Pol Anglada grew up near the Pyrenees Mountains, in the Catalan region of Spain, less than two hours from Barcelona. On his dad’s side, they were electricians; on his mom’s, farmers. His grandma was a talented seamstress who taught him how to sew. In awe, he would watch her work with clientele, friends and neighbors, repairing ripped seams and hemming skirts and pants. As a hobby, his dad and granddad would draw, and sometimes his dad would play a drawing game with him. “My dad might ask me to envision Spider-Man as a princess, or a princess as Spider-Man, or he might tell me to imagine Godzilla and King Kong. He would say, ‘What if they fought: Who would win?’ And once we had finished laughing at the idea, he would say, ‘All right, now draw it.’ ”
When his dad was young, his family traveled across Europe, and he developed a passion for magazines, comic books and graphic novels. Censorship was pervasive in this last phase of Spanish dictatorship; the open display of nudity and sexual content was illegal. But because he was able to travel internationally into his late teen years, Anglada’s dad amassed a broad, immodest collection of printed media, which he later shared with his son.

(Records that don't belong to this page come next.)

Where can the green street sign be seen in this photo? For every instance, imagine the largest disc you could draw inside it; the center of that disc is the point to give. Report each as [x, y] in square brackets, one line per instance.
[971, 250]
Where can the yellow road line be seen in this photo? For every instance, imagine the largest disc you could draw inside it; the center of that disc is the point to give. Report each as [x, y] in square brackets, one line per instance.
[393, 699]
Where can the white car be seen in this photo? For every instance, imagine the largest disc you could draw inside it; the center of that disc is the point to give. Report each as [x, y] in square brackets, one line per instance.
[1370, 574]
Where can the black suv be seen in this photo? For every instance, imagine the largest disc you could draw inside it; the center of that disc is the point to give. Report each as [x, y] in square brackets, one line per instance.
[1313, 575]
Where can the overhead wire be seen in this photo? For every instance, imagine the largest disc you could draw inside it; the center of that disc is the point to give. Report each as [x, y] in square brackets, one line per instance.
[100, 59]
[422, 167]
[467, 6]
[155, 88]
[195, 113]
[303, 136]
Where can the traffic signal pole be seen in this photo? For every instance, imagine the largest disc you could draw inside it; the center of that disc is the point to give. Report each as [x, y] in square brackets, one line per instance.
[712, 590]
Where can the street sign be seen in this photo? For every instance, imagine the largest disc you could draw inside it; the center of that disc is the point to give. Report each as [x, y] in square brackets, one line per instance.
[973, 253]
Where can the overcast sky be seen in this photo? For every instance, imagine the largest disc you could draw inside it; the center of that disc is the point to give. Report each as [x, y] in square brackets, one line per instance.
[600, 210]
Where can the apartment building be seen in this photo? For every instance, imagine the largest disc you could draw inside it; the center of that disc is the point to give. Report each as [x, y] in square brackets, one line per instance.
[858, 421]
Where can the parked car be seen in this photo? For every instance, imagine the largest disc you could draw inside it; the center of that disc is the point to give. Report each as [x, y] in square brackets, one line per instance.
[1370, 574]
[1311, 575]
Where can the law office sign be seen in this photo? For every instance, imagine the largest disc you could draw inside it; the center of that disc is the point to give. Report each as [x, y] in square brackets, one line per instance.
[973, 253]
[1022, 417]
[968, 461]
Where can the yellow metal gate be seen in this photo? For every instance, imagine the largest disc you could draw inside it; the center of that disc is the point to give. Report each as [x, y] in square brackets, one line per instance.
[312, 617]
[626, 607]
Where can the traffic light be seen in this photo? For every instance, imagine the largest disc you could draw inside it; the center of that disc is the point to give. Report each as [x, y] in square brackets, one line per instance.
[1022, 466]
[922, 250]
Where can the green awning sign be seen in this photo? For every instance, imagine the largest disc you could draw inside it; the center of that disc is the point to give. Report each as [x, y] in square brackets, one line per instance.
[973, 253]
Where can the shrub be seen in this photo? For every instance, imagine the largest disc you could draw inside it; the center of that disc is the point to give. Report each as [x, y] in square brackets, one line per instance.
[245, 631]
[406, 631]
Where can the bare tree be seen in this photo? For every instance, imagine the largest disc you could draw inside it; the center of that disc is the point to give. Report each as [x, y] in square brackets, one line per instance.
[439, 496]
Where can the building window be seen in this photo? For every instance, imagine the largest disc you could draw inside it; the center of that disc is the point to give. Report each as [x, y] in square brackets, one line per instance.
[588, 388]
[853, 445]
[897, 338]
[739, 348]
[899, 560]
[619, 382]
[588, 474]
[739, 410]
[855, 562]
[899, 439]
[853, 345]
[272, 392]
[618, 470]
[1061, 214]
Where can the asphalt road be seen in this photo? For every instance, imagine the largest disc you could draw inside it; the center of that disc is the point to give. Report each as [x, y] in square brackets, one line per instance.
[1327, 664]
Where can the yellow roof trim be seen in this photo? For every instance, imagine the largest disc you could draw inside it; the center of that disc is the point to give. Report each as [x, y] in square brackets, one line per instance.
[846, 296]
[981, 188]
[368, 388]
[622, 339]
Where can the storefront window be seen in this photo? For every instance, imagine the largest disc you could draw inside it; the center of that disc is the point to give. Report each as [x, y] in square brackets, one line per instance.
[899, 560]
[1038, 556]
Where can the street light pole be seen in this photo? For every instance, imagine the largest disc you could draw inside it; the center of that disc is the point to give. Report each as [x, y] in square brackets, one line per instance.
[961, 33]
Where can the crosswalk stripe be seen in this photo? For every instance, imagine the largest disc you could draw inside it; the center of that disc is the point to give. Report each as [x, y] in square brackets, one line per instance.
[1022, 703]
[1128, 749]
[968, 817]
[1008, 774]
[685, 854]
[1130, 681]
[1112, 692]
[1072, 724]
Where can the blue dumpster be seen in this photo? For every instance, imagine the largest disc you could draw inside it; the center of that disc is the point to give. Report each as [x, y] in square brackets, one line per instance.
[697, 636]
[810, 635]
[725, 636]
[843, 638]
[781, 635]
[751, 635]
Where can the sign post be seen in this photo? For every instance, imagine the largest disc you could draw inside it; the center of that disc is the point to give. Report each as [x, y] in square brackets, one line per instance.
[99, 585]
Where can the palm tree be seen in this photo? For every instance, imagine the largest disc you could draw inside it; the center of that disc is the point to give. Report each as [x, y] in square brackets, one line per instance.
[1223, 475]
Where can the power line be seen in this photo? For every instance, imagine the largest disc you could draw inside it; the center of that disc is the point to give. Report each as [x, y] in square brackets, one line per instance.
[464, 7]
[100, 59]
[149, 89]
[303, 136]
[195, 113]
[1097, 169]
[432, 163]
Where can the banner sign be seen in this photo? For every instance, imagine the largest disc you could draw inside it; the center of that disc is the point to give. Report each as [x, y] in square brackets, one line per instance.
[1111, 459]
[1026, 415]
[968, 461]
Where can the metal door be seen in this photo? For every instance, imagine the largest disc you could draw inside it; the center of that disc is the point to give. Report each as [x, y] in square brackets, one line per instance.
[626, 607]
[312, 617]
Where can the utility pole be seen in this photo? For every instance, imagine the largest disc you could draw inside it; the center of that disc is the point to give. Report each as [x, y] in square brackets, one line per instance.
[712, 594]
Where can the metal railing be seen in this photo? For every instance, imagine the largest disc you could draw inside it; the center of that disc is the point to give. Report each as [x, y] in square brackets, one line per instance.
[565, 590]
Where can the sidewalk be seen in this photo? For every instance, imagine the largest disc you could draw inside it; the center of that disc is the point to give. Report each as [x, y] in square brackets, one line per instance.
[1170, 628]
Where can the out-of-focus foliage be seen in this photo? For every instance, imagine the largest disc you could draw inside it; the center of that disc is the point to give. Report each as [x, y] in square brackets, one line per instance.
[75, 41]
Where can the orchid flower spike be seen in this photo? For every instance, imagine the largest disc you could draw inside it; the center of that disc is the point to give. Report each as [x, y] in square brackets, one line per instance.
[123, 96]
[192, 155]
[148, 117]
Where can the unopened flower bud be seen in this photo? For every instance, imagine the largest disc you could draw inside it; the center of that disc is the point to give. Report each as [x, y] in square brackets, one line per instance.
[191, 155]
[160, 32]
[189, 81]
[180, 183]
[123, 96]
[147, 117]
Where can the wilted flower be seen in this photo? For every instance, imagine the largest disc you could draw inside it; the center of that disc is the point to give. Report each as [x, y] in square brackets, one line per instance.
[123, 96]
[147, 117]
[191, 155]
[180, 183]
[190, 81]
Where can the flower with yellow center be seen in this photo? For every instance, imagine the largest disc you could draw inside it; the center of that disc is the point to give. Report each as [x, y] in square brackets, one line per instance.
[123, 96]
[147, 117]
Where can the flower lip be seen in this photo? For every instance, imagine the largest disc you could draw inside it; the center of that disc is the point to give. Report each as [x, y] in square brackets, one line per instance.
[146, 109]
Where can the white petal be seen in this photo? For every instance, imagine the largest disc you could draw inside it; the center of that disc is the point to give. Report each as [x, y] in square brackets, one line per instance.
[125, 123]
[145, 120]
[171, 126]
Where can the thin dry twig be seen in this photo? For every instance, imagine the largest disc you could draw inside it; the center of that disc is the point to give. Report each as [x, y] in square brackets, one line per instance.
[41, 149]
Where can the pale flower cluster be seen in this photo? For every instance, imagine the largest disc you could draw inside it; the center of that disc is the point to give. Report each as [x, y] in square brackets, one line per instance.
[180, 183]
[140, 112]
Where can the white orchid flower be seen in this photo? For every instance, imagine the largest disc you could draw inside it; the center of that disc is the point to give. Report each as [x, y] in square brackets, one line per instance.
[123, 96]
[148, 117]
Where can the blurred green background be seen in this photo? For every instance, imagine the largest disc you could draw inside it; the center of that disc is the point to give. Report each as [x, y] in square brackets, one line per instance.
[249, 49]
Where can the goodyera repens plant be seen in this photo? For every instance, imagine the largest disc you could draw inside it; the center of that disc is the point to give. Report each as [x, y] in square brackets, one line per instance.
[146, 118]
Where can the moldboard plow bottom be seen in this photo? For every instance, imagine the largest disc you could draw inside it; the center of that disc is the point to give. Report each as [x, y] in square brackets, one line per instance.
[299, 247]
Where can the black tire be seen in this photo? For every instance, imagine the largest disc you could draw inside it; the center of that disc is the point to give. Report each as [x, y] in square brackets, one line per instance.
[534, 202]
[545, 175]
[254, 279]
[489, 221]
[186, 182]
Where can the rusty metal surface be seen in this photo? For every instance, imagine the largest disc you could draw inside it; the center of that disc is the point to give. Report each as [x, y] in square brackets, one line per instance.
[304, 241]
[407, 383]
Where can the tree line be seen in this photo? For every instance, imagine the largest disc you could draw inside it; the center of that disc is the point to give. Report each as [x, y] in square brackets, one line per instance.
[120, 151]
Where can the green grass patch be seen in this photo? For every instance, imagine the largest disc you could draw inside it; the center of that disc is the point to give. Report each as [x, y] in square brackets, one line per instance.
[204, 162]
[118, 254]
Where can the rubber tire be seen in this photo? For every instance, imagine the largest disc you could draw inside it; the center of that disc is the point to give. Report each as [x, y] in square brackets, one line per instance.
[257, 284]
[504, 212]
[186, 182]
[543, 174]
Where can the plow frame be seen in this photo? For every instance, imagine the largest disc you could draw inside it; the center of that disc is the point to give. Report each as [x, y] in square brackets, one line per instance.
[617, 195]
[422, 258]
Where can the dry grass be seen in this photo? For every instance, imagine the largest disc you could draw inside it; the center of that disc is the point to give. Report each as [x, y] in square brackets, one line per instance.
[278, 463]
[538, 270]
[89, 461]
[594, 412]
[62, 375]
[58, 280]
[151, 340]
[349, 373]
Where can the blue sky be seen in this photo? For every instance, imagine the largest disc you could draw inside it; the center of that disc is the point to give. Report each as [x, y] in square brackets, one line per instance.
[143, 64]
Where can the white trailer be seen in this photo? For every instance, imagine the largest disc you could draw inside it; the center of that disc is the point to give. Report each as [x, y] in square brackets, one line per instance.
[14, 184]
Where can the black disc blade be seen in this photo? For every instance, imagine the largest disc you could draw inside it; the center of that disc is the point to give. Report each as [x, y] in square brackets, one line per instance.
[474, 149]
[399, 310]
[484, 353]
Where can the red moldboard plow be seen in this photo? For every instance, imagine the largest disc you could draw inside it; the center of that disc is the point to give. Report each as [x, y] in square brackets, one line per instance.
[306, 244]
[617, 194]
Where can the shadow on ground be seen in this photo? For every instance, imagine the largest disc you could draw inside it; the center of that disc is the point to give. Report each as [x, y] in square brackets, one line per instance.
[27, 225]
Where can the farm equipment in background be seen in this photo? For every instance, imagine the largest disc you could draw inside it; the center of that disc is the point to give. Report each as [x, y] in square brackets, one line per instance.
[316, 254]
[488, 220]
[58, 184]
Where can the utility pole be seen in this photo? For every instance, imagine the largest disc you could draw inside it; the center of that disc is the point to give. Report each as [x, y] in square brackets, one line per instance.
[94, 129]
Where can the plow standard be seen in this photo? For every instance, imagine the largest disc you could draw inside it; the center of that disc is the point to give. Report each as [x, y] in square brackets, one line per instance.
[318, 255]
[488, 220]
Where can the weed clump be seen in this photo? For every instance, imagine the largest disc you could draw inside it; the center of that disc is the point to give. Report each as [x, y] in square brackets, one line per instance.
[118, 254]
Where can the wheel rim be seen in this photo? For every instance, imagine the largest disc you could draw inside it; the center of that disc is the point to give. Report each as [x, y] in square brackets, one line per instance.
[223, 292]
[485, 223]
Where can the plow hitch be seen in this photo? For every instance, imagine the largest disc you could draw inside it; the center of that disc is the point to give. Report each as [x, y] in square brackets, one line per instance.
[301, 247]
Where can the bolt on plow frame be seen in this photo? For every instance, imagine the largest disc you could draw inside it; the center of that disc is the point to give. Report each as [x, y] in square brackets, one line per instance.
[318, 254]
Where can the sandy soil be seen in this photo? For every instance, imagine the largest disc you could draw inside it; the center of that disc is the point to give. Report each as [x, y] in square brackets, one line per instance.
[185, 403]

“A big chunk of my dad’s books were erotic magazines and comics. I became obsessed with them,” Anglada remembers. “They were all intended for straight audiences, but I remember seeing [Bob] Mizer’s Physique Pictorial and trying to spot where you might see a dick or bum.” Anglada used these images as references, filling sketchbooks with drawings and creating romantic stories in his mind.
In addition to his small-town school and an English academy, Anglada attended an after-school art program with friends. Challenged by the traditional art setting, he began working in chalk, charcoal and paint, producing still lifes of vases and plastic fruit. Later, he earned a baccalaureate near his hometown, diving into a more technical form of drawing but majoring in fashion. Continuing that track in Barcelona, he graduated with a degree in fashion design, moving to Paris afterward and working for Balmain, Balenciaga, and then Loewe. Drawing remains his safe space, though — his way of switching off, offering him freedom of imagination his day job cannot provide.
In 2016, Anglada and a couple graphic designer friends began Free Time, a magazine dedicated to the leisure activities of people they admire, young and old. “It has become a fun project,” he says. “Paris and the fashion industry can be a bit uptight sometimes.”
Aside from the print publication, Free Time produces clothing for sale on their website. Anglada hand-paints jeans in a patchwork style, covering them in small assorted images—his signature nude figures, but also clowns and devil faces, fruit, flowers, abstract forms and graffiti. They also sell T-shirts. Comical editions include a rooster, captioned “happy cock” and “come ass you are,” with the “o” in “come” stretched around a man’s butt as he pulls on his cheeks to reveal a dainty asshole.
When drawing, Anglada usually works with colored pencils, preferring reference photos to live models and landscapes. He tries to keep a regular, daily regimen of sketching, working from found images and whatever he has in front of him: pencil shavings, beer cans, half-smoked joints in the ashtray.
Sometimes he loosely develops stories for his figures: Maybe that man is a half-naked farmer posing with his marijuana plants, or they’re a pair of tipsy migrant alcoholics who pause their hike for a kiss.
“I’ll get obsessed with a certain kind of pose, a hand gesture, or the way eyes stare, trying to figure out what makes it interesting,” Anglada says. “I enjoy kissing and intimate scenes, but you never see a dick or anything explicit. Using colors and expressive lines, I imply a mood, letting the drawings lead the viewer into finishing the story in their own head.”
In the past few years, Anglada has also created art for fashion advertisements, including an architectural wrap during Pride for the new JW Anderson storefront in London. The building featured a large, colorful drawing of two men kissing, and another of a man wearing a skirt while triumphantly carrying someone else on his shoulders.
“Queer, to me, means marching to your own beat, doing you, and at the same time, being able to wear your heart on your sleeve and defend who you are,” he says. “I’ve always been interested in how subcultures market themselves to the world in an appealing way. Magazines and advertisements do it; they turn a niche subject into an object.”